Les mêmes que tout le monde se pose depuis trente ans. Pourquoi ? A qui profite ce crime ? Du côté comorien, aucune enquête sérieuse n'a été menée pour tenter d'élucider les vrais mobiles de
ce massacre.
La délégation officielle dépêchée à l'époque sur place pour organiser l'évacuation des rescapés s'est arrêtée à Antananarivo. Du côté malgache, 150 inculpés ont
comparu devant un tribunal militaire spécial. "Après une audience de plusieurs jours, ce dernier a prononcé à l'encontre des personnes impliquées dans cette affaire 54 condamnations aux
travaux forcés, 54 peines d'emprisonnement et 29 peines d'emprisonnement avec sursis.

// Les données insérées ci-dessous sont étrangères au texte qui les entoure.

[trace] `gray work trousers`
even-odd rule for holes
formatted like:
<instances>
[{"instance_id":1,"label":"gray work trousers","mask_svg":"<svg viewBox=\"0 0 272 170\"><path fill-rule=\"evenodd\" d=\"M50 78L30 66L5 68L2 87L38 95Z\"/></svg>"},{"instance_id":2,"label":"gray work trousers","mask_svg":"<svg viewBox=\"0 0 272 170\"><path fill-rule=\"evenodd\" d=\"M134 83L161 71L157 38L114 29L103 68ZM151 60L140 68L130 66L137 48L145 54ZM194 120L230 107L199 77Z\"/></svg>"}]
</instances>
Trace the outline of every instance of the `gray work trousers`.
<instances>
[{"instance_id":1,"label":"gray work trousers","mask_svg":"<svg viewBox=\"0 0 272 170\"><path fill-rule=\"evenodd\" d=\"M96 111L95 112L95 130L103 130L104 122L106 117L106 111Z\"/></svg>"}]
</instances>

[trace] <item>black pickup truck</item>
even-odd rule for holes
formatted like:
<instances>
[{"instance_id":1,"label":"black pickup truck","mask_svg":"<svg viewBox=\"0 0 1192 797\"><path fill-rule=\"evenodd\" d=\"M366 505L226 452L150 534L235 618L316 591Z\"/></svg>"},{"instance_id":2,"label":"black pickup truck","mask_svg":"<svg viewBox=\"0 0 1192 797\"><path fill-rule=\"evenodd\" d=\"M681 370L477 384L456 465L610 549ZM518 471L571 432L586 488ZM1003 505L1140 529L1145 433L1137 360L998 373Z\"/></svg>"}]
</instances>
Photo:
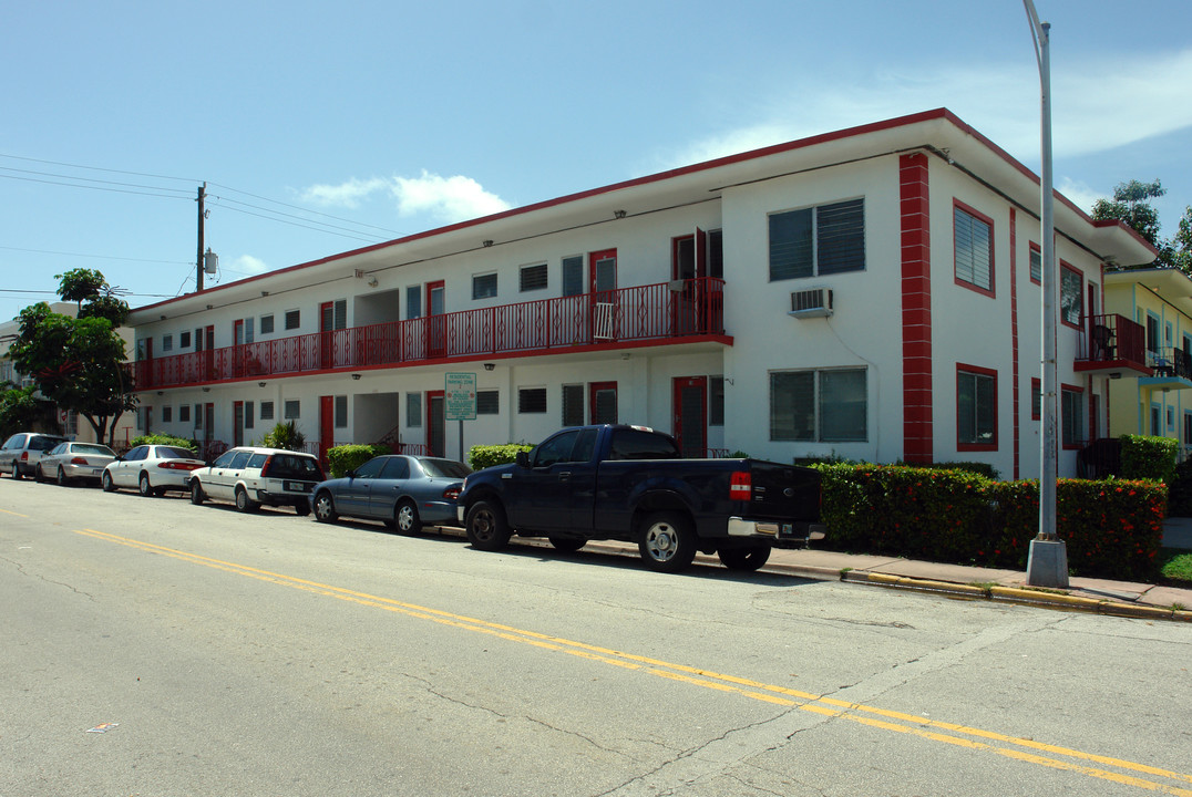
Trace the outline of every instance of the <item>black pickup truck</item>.
<instances>
[{"instance_id":1,"label":"black pickup truck","mask_svg":"<svg viewBox=\"0 0 1192 797\"><path fill-rule=\"evenodd\" d=\"M670 435L626 425L564 429L514 465L472 473L457 511L482 550L499 550L514 533L567 552L623 540L663 572L683 569L697 550L757 569L771 548L801 547L824 531L815 471L684 460Z\"/></svg>"}]
</instances>

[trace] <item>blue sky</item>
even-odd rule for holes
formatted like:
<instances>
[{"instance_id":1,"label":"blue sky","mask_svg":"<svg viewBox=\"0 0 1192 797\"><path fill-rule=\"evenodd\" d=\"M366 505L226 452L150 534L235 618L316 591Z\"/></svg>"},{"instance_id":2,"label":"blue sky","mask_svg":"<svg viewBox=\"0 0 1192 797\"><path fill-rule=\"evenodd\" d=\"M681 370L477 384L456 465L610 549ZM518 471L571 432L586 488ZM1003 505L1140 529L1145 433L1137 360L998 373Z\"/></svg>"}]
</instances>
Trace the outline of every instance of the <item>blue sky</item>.
<instances>
[{"instance_id":1,"label":"blue sky","mask_svg":"<svg viewBox=\"0 0 1192 797\"><path fill-rule=\"evenodd\" d=\"M1037 0L1056 187L1192 204L1192 2ZM0 319L98 268L134 306L803 136L948 107L1038 168L1020 0L14 2ZM211 284L209 278L207 285Z\"/></svg>"}]
</instances>

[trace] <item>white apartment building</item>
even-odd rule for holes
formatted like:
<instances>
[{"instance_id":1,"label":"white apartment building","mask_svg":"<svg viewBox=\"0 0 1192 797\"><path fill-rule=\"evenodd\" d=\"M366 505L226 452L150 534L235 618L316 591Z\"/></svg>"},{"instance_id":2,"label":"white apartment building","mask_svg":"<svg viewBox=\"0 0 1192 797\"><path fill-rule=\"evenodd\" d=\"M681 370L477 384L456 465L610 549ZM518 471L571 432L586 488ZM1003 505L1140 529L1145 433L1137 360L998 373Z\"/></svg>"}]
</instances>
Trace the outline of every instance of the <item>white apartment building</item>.
<instances>
[{"instance_id":1,"label":"white apartment building","mask_svg":"<svg viewBox=\"0 0 1192 797\"><path fill-rule=\"evenodd\" d=\"M560 197L136 309L143 426L459 456L620 422L691 455L1039 468L1038 178L946 110ZM1061 474L1122 363L1106 264L1154 251L1057 195ZM448 421L447 374L476 374Z\"/></svg>"}]
</instances>

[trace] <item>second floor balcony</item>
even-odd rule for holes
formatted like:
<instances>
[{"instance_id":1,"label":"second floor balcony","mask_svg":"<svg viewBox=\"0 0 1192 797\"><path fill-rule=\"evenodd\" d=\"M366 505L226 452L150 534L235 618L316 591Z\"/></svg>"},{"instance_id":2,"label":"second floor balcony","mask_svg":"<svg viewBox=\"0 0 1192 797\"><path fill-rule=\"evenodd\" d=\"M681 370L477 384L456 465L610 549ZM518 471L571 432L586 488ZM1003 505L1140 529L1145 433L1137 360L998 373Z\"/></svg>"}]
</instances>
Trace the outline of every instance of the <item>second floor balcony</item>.
<instances>
[{"instance_id":1,"label":"second floor balcony","mask_svg":"<svg viewBox=\"0 0 1192 797\"><path fill-rule=\"evenodd\" d=\"M721 279L673 280L154 357L136 363L136 385L147 391L701 337L731 343L724 288Z\"/></svg>"}]
</instances>

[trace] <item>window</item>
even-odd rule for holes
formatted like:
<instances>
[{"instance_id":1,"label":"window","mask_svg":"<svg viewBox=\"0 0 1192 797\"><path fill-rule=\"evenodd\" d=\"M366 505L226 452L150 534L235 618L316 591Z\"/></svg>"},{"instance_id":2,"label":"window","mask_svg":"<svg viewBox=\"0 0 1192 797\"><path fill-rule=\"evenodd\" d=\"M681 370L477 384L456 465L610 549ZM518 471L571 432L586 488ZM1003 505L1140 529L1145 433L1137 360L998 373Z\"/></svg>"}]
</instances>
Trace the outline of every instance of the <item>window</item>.
<instances>
[{"instance_id":1,"label":"window","mask_svg":"<svg viewBox=\"0 0 1192 797\"><path fill-rule=\"evenodd\" d=\"M476 391L476 415L501 412L501 391Z\"/></svg>"},{"instance_id":2,"label":"window","mask_svg":"<svg viewBox=\"0 0 1192 797\"><path fill-rule=\"evenodd\" d=\"M725 425L725 378L708 376L708 425Z\"/></svg>"},{"instance_id":3,"label":"window","mask_svg":"<svg viewBox=\"0 0 1192 797\"><path fill-rule=\"evenodd\" d=\"M521 289L526 291L541 291L546 287L546 263L539 263L536 266L522 266L521 268Z\"/></svg>"},{"instance_id":4,"label":"window","mask_svg":"<svg viewBox=\"0 0 1192 797\"><path fill-rule=\"evenodd\" d=\"M546 388L522 387L517 391L519 412L546 412Z\"/></svg>"},{"instance_id":5,"label":"window","mask_svg":"<svg viewBox=\"0 0 1192 797\"><path fill-rule=\"evenodd\" d=\"M1085 442L1085 391L1082 387L1062 385L1060 387L1060 410L1063 418L1063 447L1080 448ZM1156 415L1153 421L1157 422ZM1157 429L1151 429L1150 434L1161 434Z\"/></svg>"},{"instance_id":6,"label":"window","mask_svg":"<svg viewBox=\"0 0 1192 797\"><path fill-rule=\"evenodd\" d=\"M405 425L422 425L422 393L405 394Z\"/></svg>"},{"instance_id":7,"label":"window","mask_svg":"<svg viewBox=\"0 0 1192 797\"><path fill-rule=\"evenodd\" d=\"M584 292L583 255L563 259L563 295L576 297Z\"/></svg>"},{"instance_id":8,"label":"window","mask_svg":"<svg viewBox=\"0 0 1192 797\"><path fill-rule=\"evenodd\" d=\"M770 281L864 267L864 199L770 214Z\"/></svg>"},{"instance_id":9,"label":"window","mask_svg":"<svg viewBox=\"0 0 1192 797\"><path fill-rule=\"evenodd\" d=\"M864 368L770 374L770 440L865 441L868 419Z\"/></svg>"},{"instance_id":10,"label":"window","mask_svg":"<svg viewBox=\"0 0 1192 797\"><path fill-rule=\"evenodd\" d=\"M584 425L584 386L563 386L563 425Z\"/></svg>"},{"instance_id":11,"label":"window","mask_svg":"<svg viewBox=\"0 0 1192 797\"><path fill-rule=\"evenodd\" d=\"M993 295L993 219L956 203L952 208L956 281Z\"/></svg>"},{"instance_id":12,"label":"window","mask_svg":"<svg viewBox=\"0 0 1192 797\"><path fill-rule=\"evenodd\" d=\"M422 286L411 285L405 288L405 317L406 318L421 318L422 317Z\"/></svg>"},{"instance_id":13,"label":"window","mask_svg":"<svg viewBox=\"0 0 1192 797\"><path fill-rule=\"evenodd\" d=\"M348 397L335 397L335 428L347 429L348 426Z\"/></svg>"},{"instance_id":14,"label":"window","mask_svg":"<svg viewBox=\"0 0 1192 797\"><path fill-rule=\"evenodd\" d=\"M1068 263L1060 263L1060 320L1080 329L1080 316L1085 312L1085 278Z\"/></svg>"},{"instance_id":15,"label":"window","mask_svg":"<svg viewBox=\"0 0 1192 797\"><path fill-rule=\"evenodd\" d=\"M998 372L956 366L956 450L998 448Z\"/></svg>"},{"instance_id":16,"label":"window","mask_svg":"<svg viewBox=\"0 0 1192 797\"><path fill-rule=\"evenodd\" d=\"M472 275L472 298L473 299L491 299L497 295L497 275L496 274L473 274Z\"/></svg>"}]
</instances>

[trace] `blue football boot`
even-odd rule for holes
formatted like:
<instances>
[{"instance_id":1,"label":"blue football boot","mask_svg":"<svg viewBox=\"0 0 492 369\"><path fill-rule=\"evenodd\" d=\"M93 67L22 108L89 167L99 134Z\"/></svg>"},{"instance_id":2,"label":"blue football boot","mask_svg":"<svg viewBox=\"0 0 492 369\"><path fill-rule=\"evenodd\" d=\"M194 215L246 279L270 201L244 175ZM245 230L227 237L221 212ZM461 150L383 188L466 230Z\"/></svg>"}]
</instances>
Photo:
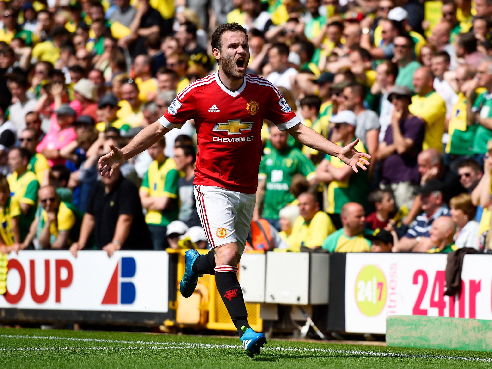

Seize personnes ont été acquittées", révèle Océan Indien actuel dans son édition de février 1978. Le magazine ne précise à aucun moment les chefs d'inculpation
retenus contre les condamnés. Faute d'un rapport circonstancié sur ce drame, chacun spécule.
Beaucoup de Comoriens soupçonnent encore aujourd'hui le président de l'époque, Ali Soilihi, d'avoir comploté pour provoquer un retour massif aux Comores et
construire le pays. "Ali Soilihi a grandi à Mahajanga, il savait que les Comoriens d'ici avaient un savoir-faire et une habitude de travail qui pourraient aider le pays. Je me demande par
contre s'il savait que les choses allaient tourner au drame", commente un groupe de Zanatani (les Comoriens nés à Mahajanga ou de parents mixtes). Une thèse démentie par Mouzawar Abdallah,
ministre des Affaires étrangères d'Ali Soilihi, qui avait conduit la délégation comorienne dépêchée sur place à l'époque. "Le jour où cette ampleur sera mieux cernée, je vous assure que ceux
qui ont jeté la responsabilité de ces massacres sur Ali Soilihi, ont commis un crime au niveau national", rapporte M. Gou dans son article sur ces événements.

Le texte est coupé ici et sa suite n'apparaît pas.